First of all congratulations on being on the right side of the big move today. However, personally I expect to see the move reversed next week and I bought some more on the close.
I don't believe this will be the case for the next several months. If I'm right and we see a breathtaking bear market rally in equities and commodities through summer 2009, the Fed won't need to move on Treasuries, everyone will doing what the Fed wants anyway, and putting their money to work. That means the already crowded long side trade on Treasuries will collapse. Time will tell...
Wow, that's scary. Where the heck did the time go? :eek: At least I hear I'll get a set of steak knives...

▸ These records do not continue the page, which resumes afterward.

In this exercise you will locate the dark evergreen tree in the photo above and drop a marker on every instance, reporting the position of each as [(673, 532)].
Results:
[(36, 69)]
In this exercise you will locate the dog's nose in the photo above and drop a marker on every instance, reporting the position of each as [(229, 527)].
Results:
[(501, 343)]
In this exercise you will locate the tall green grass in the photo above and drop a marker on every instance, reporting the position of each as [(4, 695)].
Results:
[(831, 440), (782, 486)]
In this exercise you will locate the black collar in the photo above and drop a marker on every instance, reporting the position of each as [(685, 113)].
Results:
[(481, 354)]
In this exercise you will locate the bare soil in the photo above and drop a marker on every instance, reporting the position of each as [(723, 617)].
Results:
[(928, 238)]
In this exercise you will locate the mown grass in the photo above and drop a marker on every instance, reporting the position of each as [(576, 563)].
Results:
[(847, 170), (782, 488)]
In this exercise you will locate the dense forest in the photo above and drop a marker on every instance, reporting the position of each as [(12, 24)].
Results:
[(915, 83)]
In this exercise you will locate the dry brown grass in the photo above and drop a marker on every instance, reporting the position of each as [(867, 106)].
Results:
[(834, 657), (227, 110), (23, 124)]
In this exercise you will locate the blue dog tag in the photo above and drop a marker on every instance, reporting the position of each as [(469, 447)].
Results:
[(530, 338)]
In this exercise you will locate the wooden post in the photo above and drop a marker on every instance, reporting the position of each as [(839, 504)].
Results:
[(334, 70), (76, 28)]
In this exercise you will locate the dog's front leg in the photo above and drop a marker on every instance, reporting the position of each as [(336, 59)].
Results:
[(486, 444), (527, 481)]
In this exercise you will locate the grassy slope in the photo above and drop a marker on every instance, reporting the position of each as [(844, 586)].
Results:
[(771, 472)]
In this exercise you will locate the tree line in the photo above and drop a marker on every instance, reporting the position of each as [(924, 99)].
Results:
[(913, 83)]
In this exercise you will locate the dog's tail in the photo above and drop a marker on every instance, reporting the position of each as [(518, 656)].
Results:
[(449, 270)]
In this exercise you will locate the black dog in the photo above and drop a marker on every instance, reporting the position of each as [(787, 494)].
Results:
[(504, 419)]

Very interesting analysis. But wouldn't that put mortgage rates at a level unacceptable to the Fed? They have said that they would like to see 4 1/2 per cent mortgage rates. I suppose that conceivably mortgage rates could be brought down via direct mortgage subsidy programs instead of by lowering long term bond yields....
Yes, mortgage rates will rise, at least temporarily. But the real problem hasn't been the cost of money being too high, it's been the availability of it. So once banks start opening up the spigots, a rise in mortgage rates won't be as big an issue. But for the record, while I expect a collapse in Treasuries in the coming months, I also think that by summer it will be an opportunity once again to go long, once the bear market rally in equities and commodities is over and we start sliding back down toward oblivion.
I'm not smart enough to know what going to happen this summer. But in the short term I agree today's decline probably halted the recent up trend.
It is certainly possible that the main poster in this thread is right and that a mega up-move in stocks is about to take off. In this case presumably the "smart money" has just switched from long bonds to long stocks. To cover this possibility, I will certainly buy some stock index calls. However, the big fall in the long bond this past day occurred on very light holiday volume. Whoever was driving/supporting the market until now may have simply taken the day off. I expect that that "whoever" was the Fed. Unless there has been a sudden change in game-plan at the Fed and Treasury (which is always possible - maybe related to the change in Administration), they seem to me likely to bid it up again once they are back at work. Another possibility is that it was speculators who were driving the long "bubble" and that they took profits. There certainly are some big speculators playing this up-move. However, why would they liquidate so suddenly, with little evidence of other liquidation in other markets? Maybe somebody just wanted the long positions off their books across year-end. Even if the fall this past day is reversed in the next few days (as I personally expect). it certainly hints that the bubble will burst eventually. I do expect a collapse in the long bond in time. It is always possible that it could occur sooner rather than later. One scenario for a long bond crash to occur sooner would be for China to sell some of its vast holdings of long U.S. Treasuries. Hmm could this have been a show on the part of China to demonstrate their power to leverage their position in trade and currency negotiations?